Anyway, here’s the highlights, according to me:

- Linear regression – a “supervised” learning algorithm (most of these are), meaning that we have a set of data f(x) = y which we want to use to make predictions about new data. Establish a linear function of features x, and test all of your training data against a set of weights, theta. Then use the cost function J to update the weights. Iterate. (note that you should use fminunc or similar algorithms rather than cooking up your own gradient descent or similar!)

- Logistic regression – similar to linear regression, but now the output of interest y are binary 1 or 0, yes or no — the prediction function is now a sigmoid. To do multi-classification for problems with more than 2 categories, you simply set up a different logistic classifier per category. Then each one answers “yes, it is in this category” or “no, it is not in this category.” Well, actually you can think of the answers as probabilities — hopefully one category has a much higher category than all the rest!

- Neural Networks – oooh, buzzword-y! Not really as complicated as it seems, however. Similar to logistic regression, but more suited for nonlinear problems with many features and/or interactions. You set up a network of multi-input, single-output units (“neurons”), then iterate to find the weights to apply to path.

- Support Vector Machines – also similar to logistic regression. A “large margin” classifier, meaning the boundaries between categories are as optimal as possible. You pick a set of landmarks, then compute how far features are from the landmarks (the “similarity”).

- K-means clustering – the one “unsupervised” learning algorithm in the bunch.
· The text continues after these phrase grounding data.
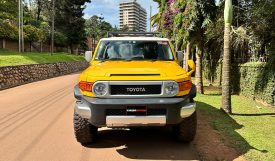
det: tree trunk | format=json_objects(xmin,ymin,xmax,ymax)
[
  {"xmin": 195, "ymin": 45, "xmax": 204, "ymax": 94},
  {"xmin": 70, "ymin": 45, "xmax": 74, "ymax": 54},
  {"xmin": 40, "ymin": 42, "xmax": 43, "ymax": 52},
  {"xmin": 37, "ymin": 0, "xmax": 42, "ymax": 21},
  {"xmin": 76, "ymin": 47, "xmax": 79, "ymax": 55},
  {"xmin": 221, "ymin": 23, "xmax": 232, "ymax": 113},
  {"xmin": 30, "ymin": 42, "xmax": 32, "ymax": 52},
  {"xmin": 185, "ymin": 42, "xmax": 191, "ymax": 71},
  {"xmin": 93, "ymin": 38, "xmax": 96, "ymax": 52},
  {"xmin": 2, "ymin": 39, "xmax": 5, "ymax": 49},
  {"xmin": 219, "ymin": 61, "xmax": 222, "ymax": 86},
  {"xmin": 209, "ymin": 54, "xmax": 213, "ymax": 84}
]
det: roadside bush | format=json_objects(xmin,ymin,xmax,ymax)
[
  {"xmin": 24, "ymin": 25, "xmax": 40, "ymax": 43},
  {"xmin": 0, "ymin": 21, "xmax": 18, "ymax": 39}
]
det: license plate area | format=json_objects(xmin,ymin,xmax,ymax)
[{"xmin": 126, "ymin": 105, "xmax": 147, "ymax": 116}]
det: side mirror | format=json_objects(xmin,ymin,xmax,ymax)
[
  {"xmin": 187, "ymin": 60, "xmax": 196, "ymax": 76},
  {"xmin": 84, "ymin": 51, "xmax": 93, "ymax": 62},
  {"xmin": 176, "ymin": 51, "xmax": 184, "ymax": 64}
]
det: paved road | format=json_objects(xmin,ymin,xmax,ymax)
[{"xmin": 0, "ymin": 73, "xmax": 199, "ymax": 161}]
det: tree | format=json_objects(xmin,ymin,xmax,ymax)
[
  {"xmin": 36, "ymin": 0, "xmax": 43, "ymax": 21},
  {"xmin": 24, "ymin": 25, "xmax": 40, "ymax": 51},
  {"xmin": 150, "ymin": 0, "xmax": 216, "ymax": 95},
  {"xmin": 55, "ymin": 0, "xmax": 91, "ymax": 54},
  {"xmin": 171, "ymin": 0, "xmax": 216, "ymax": 94},
  {"xmin": 221, "ymin": 0, "xmax": 233, "ymax": 113},
  {"xmin": 120, "ymin": 25, "xmax": 130, "ymax": 32},
  {"xmin": 100, "ymin": 21, "xmax": 113, "ymax": 36},
  {"xmin": 0, "ymin": 0, "xmax": 18, "ymax": 21},
  {"xmin": 0, "ymin": 0, "xmax": 18, "ymax": 48},
  {"xmin": 0, "ymin": 21, "xmax": 18, "ymax": 46},
  {"xmin": 85, "ymin": 15, "xmax": 113, "ymax": 51},
  {"xmin": 150, "ymin": 0, "xmax": 165, "ymax": 31}
]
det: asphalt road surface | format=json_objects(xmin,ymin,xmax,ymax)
[{"xmin": 0, "ymin": 73, "xmax": 199, "ymax": 161}]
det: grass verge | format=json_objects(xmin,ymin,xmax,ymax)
[
  {"xmin": 196, "ymin": 87, "xmax": 275, "ymax": 161},
  {"xmin": 0, "ymin": 49, "xmax": 85, "ymax": 67}
]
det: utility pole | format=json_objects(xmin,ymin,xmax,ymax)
[
  {"xmin": 18, "ymin": 0, "xmax": 21, "ymax": 52},
  {"xmin": 21, "ymin": 0, "xmax": 24, "ymax": 52},
  {"xmin": 50, "ymin": 0, "xmax": 55, "ymax": 55},
  {"xmin": 149, "ymin": 5, "xmax": 152, "ymax": 32}
]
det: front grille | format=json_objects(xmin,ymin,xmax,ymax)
[
  {"xmin": 147, "ymin": 109, "xmax": 166, "ymax": 115},
  {"xmin": 106, "ymin": 109, "xmax": 166, "ymax": 116},
  {"xmin": 106, "ymin": 109, "xmax": 125, "ymax": 115},
  {"xmin": 110, "ymin": 85, "xmax": 161, "ymax": 95}
]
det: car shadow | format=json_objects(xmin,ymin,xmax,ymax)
[
  {"xmin": 231, "ymin": 113, "xmax": 275, "ymax": 116},
  {"xmin": 84, "ymin": 127, "xmax": 200, "ymax": 160}
]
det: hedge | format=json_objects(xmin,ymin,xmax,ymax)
[
  {"xmin": 205, "ymin": 59, "xmax": 274, "ymax": 106},
  {"xmin": 231, "ymin": 62, "xmax": 274, "ymax": 106}
]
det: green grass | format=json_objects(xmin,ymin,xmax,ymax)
[
  {"xmin": 196, "ymin": 88, "xmax": 275, "ymax": 161},
  {"xmin": 0, "ymin": 49, "xmax": 85, "ymax": 67}
]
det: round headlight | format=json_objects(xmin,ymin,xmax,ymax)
[
  {"xmin": 164, "ymin": 81, "xmax": 179, "ymax": 96},
  {"xmin": 93, "ymin": 83, "xmax": 107, "ymax": 96}
]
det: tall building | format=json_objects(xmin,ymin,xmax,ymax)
[{"xmin": 119, "ymin": 0, "xmax": 147, "ymax": 32}]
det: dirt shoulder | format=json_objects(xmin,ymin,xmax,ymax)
[{"xmin": 193, "ymin": 110, "xmax": 246, "ymax": 161}]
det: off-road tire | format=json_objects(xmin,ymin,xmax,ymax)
[
  {"xmin": 174, "ymin": 111, "xmax": 197, "ymax": 143},
  {"xmin": 74, "ymin": 111, "xmax": 97, "ymax": 144}
]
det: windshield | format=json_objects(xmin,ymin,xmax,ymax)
[{"xmin": 95, "ymin": 40, "xmax": 174, "ymax": 61}]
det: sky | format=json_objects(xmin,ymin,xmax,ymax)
[{"xmin": 83, "ymin": 0, "xmax": 159, "ymax": 31}]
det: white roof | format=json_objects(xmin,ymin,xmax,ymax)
[{"xmin": 101, "ymin": 37, "xmax": 170, "ymax": 41}]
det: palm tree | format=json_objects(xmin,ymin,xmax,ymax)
[
  {"xmin": 221, "ymin": 0, "xmax": 233, "ymax": 113},
  {"xmin": 150, "ymin": 0, "xmax": 166, "ymax": 31},
  {"xmin": 196, "ymin": 44, "xmax": 204, "ymax": 94},
  {"xmin": 152, "ymin": 0, "xmax": 215, "ymax": 95},
  {"xmin": 184, "ymin": 0, "xmax": 216, "ymax": 94}
]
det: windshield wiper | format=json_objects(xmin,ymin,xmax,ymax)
[
  {"xmin": 99, "ymin": 59, "xmax": 105, "ymax": 62},
  {"xmin": 145, "ymin": 59, "xmax": 173, "ymax": 62},
  {"xmin": 109, "ymin": 58, "xmax": 125, "ymax": 60},
  {"xmin": 142, "ymin": 59, "xmax": 158, "ymax": 62},
  {"xmin": 130, "ymin": 56, "xmax": 144, "ymax": 60},
  {"xmin": 100, "ymin": 58, "xmax": 127, "ymax": 61}
]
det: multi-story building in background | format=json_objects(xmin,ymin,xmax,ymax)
[{"xmin": 119, "ymin": 0, "xmax": 147, "ymax": 32}]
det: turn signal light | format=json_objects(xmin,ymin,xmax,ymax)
[
  {"xmin": 178, "ymin": 81, "xmax": 192, "ymax": 91},
  {"xmin": 79, "ymin": 81, "xmax": 93, "ymax": 92}
]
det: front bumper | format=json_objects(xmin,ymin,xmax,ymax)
[
  {"xmin": 106, "ymin": 115, "xmax": 166, "ymax": 127},
  {"xmin": 74, "ymin": 86, "xmax": 196, "ymax": 127}
]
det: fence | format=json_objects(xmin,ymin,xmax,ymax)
[{"xmin": 0, "ymin": 39, "xmax": 68, "ymax": 53}]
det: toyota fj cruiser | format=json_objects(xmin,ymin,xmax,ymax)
[{"xmin": 74, "ymin": 32, "xmax": 197, "ymax": 144}]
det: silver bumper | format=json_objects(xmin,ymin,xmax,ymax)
[
  {"xmin": 75, "ymin": 101, "xmax": 91, "ymax": 119},
  {"xmin": 180, "ymin": 103, "xmax": 196, "ymax": 118},
  {"xmin": 106, "ymin": 115, "xmax": 166, "ymax": 127},
  {"xmin": 74, "ymin": 85, "xmax": 196, "ymax": 126}
]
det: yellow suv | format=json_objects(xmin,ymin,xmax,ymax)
[{"xmin": 74, "ymin": 32, "xmax": 197, "ymax": 144}]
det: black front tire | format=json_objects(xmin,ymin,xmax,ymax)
[
  {"xmin": 174, "ymin": 111, "xmax": 197, "ymax": 143},
  {"xmin": 73, "ymin": 111, "xmax": 97, "ymax": 144}
]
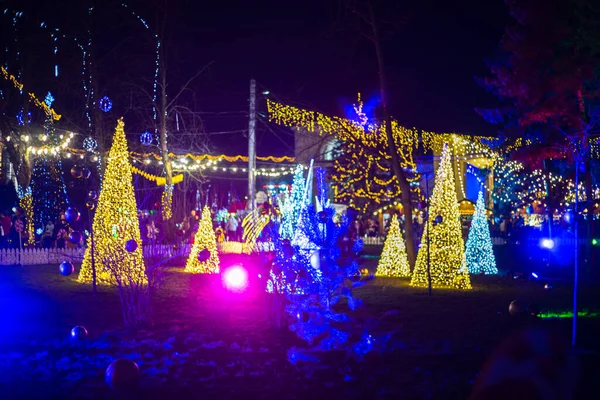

Instead of trying to build a model to predict future outputs based on training data as in the supervised learning case, now we are just trying to group data into buckets. Randomly select K cluster centroids, find the nearest centroid for each datapoint, then reassign the centroids to the mean of all the closest datapoints. Repeat.

- Collaborative filtering – this is like multi-variable linear regression, but we are estimating our features x along with the weights theta. Depends on having some data to start with … eg Adam, Bob, and Charlie rate movie A and B highly while Dave, Ernie, and Fred rate A and B low but movie C high. The system infers that A and B belong to a different group from A. Further, when Greg rates movie A highly, the system infers than he would probably like movie B, too.

Programming exercises of note:

- Optical character recognition. Given an image of a number, classify it as a digit 0-9. Done with logistic regression or neural network.
- Netflix style movie recommender system using collaborative filtering.